The sum of Pete's and Sam's ages is 30 . Five years ago, Pete was 3 times as old as Sam. How old is Sam? Let \( P= \) Pete's age, \( S \) = Sam's age, and \( P+S=30 \). Which of the following equations would complete the system? \( P=3 S-15 \) \( P \cdot 5=3 S-5 \)
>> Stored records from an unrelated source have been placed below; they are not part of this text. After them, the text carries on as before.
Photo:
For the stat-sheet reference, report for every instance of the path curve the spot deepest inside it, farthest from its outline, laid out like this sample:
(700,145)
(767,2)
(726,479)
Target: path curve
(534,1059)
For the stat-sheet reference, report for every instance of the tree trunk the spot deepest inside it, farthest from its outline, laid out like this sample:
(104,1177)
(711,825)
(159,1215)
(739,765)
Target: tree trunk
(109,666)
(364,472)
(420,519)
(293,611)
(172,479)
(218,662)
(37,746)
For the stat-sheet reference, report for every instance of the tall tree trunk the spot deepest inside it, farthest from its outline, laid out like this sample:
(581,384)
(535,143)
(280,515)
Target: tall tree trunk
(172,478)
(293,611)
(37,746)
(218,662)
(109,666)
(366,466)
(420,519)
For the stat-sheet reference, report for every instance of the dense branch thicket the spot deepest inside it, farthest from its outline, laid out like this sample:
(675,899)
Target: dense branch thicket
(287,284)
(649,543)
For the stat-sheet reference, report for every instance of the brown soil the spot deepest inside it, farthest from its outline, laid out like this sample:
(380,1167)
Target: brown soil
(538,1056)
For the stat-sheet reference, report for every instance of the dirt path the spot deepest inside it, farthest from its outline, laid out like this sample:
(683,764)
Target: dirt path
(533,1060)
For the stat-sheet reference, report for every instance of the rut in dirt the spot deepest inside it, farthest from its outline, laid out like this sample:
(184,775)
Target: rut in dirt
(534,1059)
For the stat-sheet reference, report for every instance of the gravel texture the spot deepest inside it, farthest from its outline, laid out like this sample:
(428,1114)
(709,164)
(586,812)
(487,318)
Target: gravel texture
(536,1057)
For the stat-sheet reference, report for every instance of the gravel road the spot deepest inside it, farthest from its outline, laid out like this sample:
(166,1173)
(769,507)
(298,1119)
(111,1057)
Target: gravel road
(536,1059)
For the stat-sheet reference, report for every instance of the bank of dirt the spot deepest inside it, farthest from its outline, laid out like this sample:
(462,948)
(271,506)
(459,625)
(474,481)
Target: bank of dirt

To solve the problem, we start by extracting the known conditions and setting up the equations based on the information provided. 1. **Known Conditions:** - The sum of Pete's and Sam's ages is 30: \[ P + S = 30 \] - Five years ago, Pete was 3 times as old as Sam: - Five years ago, Pete's age was \( P - 5 \) and Sam's age was \( S - 5 \). - The relationship can be expressed as: \[ P - 5 = 3(S - 5) \] 2. **Setting Up the Equations:** - We already have the first equation: \[ P + S = 30 \] - Now, let's simplify the second equation: \[ P - 5 = 3(S - 5) \] - Expanding the right side: \[ P - 5 = 3S - 15 \] - Rearranging gives: \[ P = 3S - 10 \] 3. **Identifying the Correct Equation:** - We need to compare the derived equation \( P = 3S - 10 \) with the options provided: - \( P = 3S - 15 \) (This is incorrect because it does not match our derived equation.) - \( P \cdot 5 = 3S - 5 \) (This is also incorrect as it does not represent the relationship correctly.) 4. **Conclusion:** - Neither of the provided equations correctly completes the system based on the information given. The correct equation derived from the conditions is \( P = 3S - 10 \). Now, let's solve the system of equations to find Sam's age \( S \). We have: 1. \( P + S = 30 \) 2. \( P = 3S - 10 \) Substituting the second equation into the first: \[ (3S - 10) + S = 30 \] Combining like terms: \[ 4S - 10 = 30 \] Adding 10 to both sides: \[ 4S = 40 \] Dividing by 4: \[ S = 10 \] Thus, Sam's age is \( S = 10 \). To summarize: - Sam's age is \( \boxed{10} \).